Formally, the Common Component Architecture is a specification of an HPC-friendly component model. This specification provides a focus for an extensive research and development effort. The research effort emphasizes understanding how best to utilize and implement component-based software engineering practices in the high-performance scientific computing arena. The development effort creates practical reference implementations and helps scientific software developers use them to create CCA-compliant components and applications.

The CCA specification is expressed as a set of abstract interfaces⁷ written in the Scientific Interface Definition Language (SIDL). SIDL is used by the Babel language interoperability tool (discussed further below), which implicitly defines bindings to the various languages that Babel supports (currently Fortran 77, Fortran 90, C, C++, Python, and Java).
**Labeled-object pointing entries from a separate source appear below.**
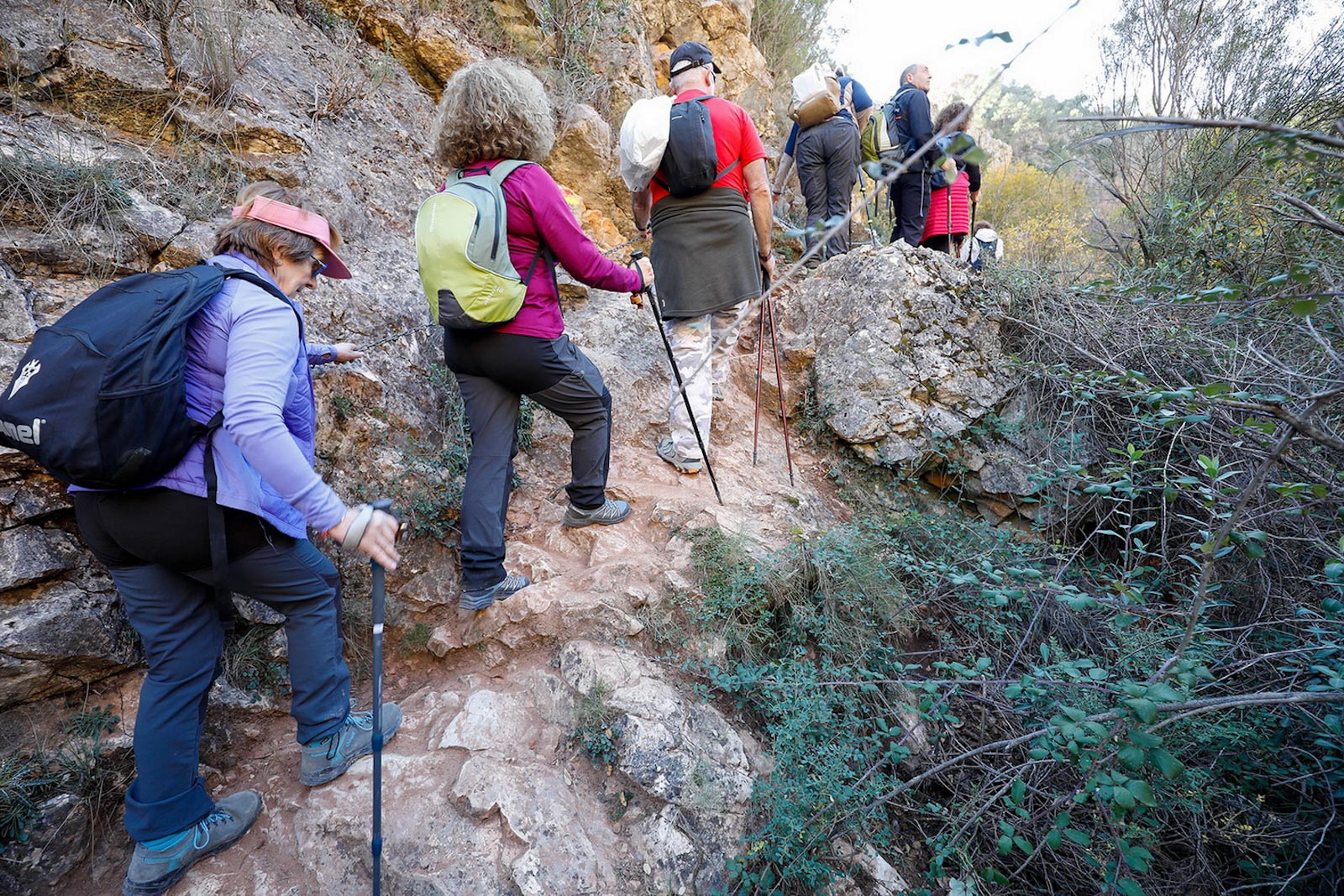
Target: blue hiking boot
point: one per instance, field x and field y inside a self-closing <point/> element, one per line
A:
<point x="328" y="758"/>
<point x="501" y="590"/>
<point x="158" y="864"/>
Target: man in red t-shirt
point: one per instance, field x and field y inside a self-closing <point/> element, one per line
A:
<point x="709" y="251"/>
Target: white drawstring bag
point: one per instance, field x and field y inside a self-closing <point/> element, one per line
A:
<point x="644" y="137"/>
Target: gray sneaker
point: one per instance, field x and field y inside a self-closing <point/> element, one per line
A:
<point x="501" y="590"/>
<point x="609" y="513"/>
<point x="158" y="864"/>
<point x="328" y="758"/>
<point x="683" y="464"/>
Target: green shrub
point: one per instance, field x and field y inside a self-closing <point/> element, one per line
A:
<point x="597" y="726"/>
<point x="916" y="642"/>
<point x="790" y="34"/>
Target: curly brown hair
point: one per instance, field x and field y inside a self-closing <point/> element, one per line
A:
<point x="948" y="114"/>
<point x="261" y="241"/>
<point x="494" y="109"/>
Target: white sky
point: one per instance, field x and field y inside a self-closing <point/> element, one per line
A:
<point x="886" y="35"/>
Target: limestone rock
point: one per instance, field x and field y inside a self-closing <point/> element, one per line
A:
<point x="17" y="322"/>
<point x="541" y="810"/>
<point x="58" y="642"/>
<point x="678" y="752"/>
<point x="57" y="842"/>
<point x="152" y="223"/>
<point x="900" y="356"/>
<point x="29" y="553"/>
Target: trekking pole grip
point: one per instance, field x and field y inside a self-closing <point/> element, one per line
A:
<point x="638" y="298"/>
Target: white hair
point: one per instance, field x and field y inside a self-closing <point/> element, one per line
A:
<point x="694" y="76"/>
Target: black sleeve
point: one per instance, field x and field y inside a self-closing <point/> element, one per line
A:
<point x="921" y="120"/>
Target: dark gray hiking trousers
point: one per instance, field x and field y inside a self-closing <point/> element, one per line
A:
<point x="494" y="371"/>
<point x="828" y="163"/>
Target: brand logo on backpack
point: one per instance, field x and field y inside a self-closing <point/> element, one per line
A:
<point x="29" y="371"/>
<point x="24" y="434"/>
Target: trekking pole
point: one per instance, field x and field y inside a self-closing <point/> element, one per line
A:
<point x="654" y="305"/>
<point x="768" y="309"/>
<point x="380" y="600"/>
<point x="972" y="234"/>
<point x="756" y="425"/>
<point x="779" y="376"/>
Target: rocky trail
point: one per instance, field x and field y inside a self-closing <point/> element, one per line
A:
<point x="487" y="792"/>
<point x="484" y="789"/>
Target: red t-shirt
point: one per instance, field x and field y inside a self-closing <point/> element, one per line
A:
<point x="736" y="139"/>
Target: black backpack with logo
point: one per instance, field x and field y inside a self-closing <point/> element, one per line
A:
<point x="100" y="398"/>
<point x="691" y="160"/>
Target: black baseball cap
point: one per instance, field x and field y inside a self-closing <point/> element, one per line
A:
<point x="691" y="55"/>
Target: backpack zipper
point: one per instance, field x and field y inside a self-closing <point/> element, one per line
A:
<point x="495" y="246"/>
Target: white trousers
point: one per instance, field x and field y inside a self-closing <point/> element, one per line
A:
<point x="691" y="338"/>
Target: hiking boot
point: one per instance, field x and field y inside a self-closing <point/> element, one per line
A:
<point x="158" y="864"/>
<point x="609" y="513"/>
<point x="689" y="465"/>
<point x="501" y="590"/>
<point x="328" y="758"/>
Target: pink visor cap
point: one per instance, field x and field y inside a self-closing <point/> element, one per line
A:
<point x="302" y="222"/>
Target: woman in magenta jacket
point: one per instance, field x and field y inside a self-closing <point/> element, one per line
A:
<point x="490" y="112"/>
<point x="948" y="221"/>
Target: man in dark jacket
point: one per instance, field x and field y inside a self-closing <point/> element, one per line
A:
<point x="828" y="160"/>
<point x="911" y="190"/>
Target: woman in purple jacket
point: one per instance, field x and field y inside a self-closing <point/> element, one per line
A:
<point x="490" y="112"/>
<point x="248" y="358"/>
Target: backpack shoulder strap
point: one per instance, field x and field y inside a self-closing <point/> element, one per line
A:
<point x="507" y="167"/>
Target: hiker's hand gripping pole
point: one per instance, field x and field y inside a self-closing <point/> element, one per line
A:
<point x="676" y="372"/>
<point x="645" y="275"/>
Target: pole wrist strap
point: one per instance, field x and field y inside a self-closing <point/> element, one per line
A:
<point x="355" y="533"/>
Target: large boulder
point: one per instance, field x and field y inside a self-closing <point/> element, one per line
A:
<point x="900" y="355"/>
<point x="62" y="640"/>
<point x="678" y="752"/>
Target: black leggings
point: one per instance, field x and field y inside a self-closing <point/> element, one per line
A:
<point x="165" y="527"/>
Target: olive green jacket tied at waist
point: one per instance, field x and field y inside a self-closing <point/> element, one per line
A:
<point x="705" y="253"/>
The primary players in a CCA application are Components that encapsulate a particular piece of software, Ports that define the interfaces between components, and Framework that glue the aforementioned components together and allow them to communicate through the ports that are defined. Figure 1 illustrates how several such components combine together to form a single application. This conceptual model should be familiar to anyone that has used component-based systems before, except that the components explicitly support parallelism and the ports facilitate fine-grained communication of large quantities of data without the copying that is inherent in many such systems.

The core of the CCA specification is the Services interface. This is the primary means by which components interact with the framework, allowing the component to inform the framework of component capabilities and interfaces, and to request access to other services the framework may provide, such as information about connections between itself and other components, or the ability to instantiate and otherwise manipulate other components. The Services interface allows a component to declare two different types of ports, those that it will provide and those that it will use. These ports can also be thought of as callee and caller. These ports make it possible for a CCA framework to effectively mediate connections between components, and allows components to be assembled by another entity (a user through a GUI, a script, or even another component). The CCA component model espouses a minimalist approach, requiring only that components implement a single method/function (called setServices) that establishes contact between the component and the framework.
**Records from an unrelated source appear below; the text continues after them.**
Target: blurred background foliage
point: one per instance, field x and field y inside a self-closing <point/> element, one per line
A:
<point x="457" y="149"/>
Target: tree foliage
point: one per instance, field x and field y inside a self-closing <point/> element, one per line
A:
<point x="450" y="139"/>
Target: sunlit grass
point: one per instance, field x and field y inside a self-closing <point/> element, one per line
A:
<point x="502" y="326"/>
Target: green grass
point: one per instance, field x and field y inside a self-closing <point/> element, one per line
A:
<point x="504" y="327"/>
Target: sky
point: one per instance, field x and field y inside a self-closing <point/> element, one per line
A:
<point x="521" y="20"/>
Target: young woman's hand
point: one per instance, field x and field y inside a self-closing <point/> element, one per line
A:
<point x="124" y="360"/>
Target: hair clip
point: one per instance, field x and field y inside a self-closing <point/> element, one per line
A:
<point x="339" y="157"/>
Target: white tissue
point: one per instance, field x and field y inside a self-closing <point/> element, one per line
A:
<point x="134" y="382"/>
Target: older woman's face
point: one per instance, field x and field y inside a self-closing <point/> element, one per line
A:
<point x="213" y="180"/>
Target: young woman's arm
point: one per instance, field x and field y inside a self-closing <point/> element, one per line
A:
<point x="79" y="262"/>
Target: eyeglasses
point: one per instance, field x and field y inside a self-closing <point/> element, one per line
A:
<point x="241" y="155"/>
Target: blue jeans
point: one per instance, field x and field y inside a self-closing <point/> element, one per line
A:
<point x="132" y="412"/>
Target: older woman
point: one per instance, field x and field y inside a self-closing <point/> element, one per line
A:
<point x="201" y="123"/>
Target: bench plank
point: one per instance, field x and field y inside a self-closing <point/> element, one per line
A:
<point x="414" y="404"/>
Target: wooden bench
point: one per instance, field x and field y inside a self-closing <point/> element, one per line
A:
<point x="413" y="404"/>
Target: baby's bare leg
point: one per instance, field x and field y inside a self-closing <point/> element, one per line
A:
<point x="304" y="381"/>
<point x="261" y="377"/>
CCA ports are simply a babel-described interface, and are also identified by a type and name. An optional set of properties associated with each port can describe additional functionality, such as the minimum/maximum number of connections. Components may provide multiple ports and even multiple instances of the same port. In addition to defining the port mechanism, the CCA specification also defines a number of specific ports that are useful in multiple applications, such as the GoPort (for starting an application), parameter ports for communicating basic configuration information to the application, and ports for communicating events to other components. The CCA reuses this port mechanism to export services provided by the framework that allow a component to assemble and manage other components, monitor available components, and watch for application events. Using this mechanism, graphical user interfaces become simply a component that is instantiated in the system and are not tied to the underlying framework. These services also allow dynamic behavior of the application itself, such as swapping components, and provide a mechanism for a hierarchy of components that are assembled at multiple levels of abstraction.